Live Cattle - profit taking and poor technicals hurt live cattle today as the market dealt with a lock limit down day in corn.  June settled 210 points lower to 82.52 while August was at 85.25, a change of 15 points.

Feeder Cattle - was up today on corn’s big decline and August contracts touched seven month highs.  August feeders ended 110 points up to finish the session at 102.82.  September was largely unchanged gaining only 10 points to end at 101.80 cents per pound.

Gold - August and July futures were down $13.30 to $927.40 and $927.10, respectively, per ounce on weak consumer confidence numbers announced for June.  The dollar also rose today for the first time in four trading sessions.

Silver - followed gold lower but got hit even harder by a raising dollar and broad flight from commodities today.  September contracts fell 37.5 cents or roughly 2.7 percent, to close at $13.60 an ounce.  Silver was up in the quarter by 4.7 percent but has lost 13 percent this June.

Platinum - closed down today on overall commodity weakness and a gain in the US dollar.  Platinum, like Palladium, is largely purchased for use in the automotive industry when not being held speculatively.  It has had a rough run recently as traders wrestle with an estimated 20% drop in global vehicle demand during 2009.  July futures were off $7.5 to $1,176.7 an ounce while October closed down $7.9 to $1185.3.

Palladium - like platinum Palladium fell today as September, December, and March contracts all closed $0.40 lower to $250.95, $252.05 and $253.55 respectively.

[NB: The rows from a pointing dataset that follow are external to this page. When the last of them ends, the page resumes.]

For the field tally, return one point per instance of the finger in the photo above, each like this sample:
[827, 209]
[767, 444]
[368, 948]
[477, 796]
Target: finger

Copper- prices continued to flat line and dropped the most in a weak as the dollar rallied and figures on US consumer confidence brought bearish sentiment back to the market.  September futures were off 5.4 cents to $2.272 a move of 2.3% which was the largest in a week.  Copper however was up 23% in the second quarter; many traders believe however that copper is fundamentally priced at its peak.   July contracts were also down .0545 to $2.2580

Crude Oil - falling consumer confidence and a rising US dollar helped crude futures lower today.  Initial crude price declines were met with bullish sentiment in post market trading which arose from data showing crude stocks had unexpectedly declined hit the market.  The API said in a report released late today that domestic stocks fell 6.8 million barrels to 349.7 million.  August crude finished down 89 cents to close at $70.60 per barrel.

Natural Gas - was down today on follow through selling off the IEA announcement that Natural Gas demand should continue to fall throughout 2009, the first annual fall in 50 years.  Natural gas was also hurt by an overall weaker commodities market and stronger US dollar.  August contracts fell .109 to $3.835 while September dropped 1.21 to $3.982.

Gasoline RBOB - August futures were down 1.3 cents to $1.9224 and July contracts expired today at $1.8972 after dropping 3.86 cents.

Heating Oil - closed down 2.85 cents to $1.8052 for delivery in August.  Like RBOB July contracts expired today and settled off 6.55 cents or nearly 4% to close at $1.7180.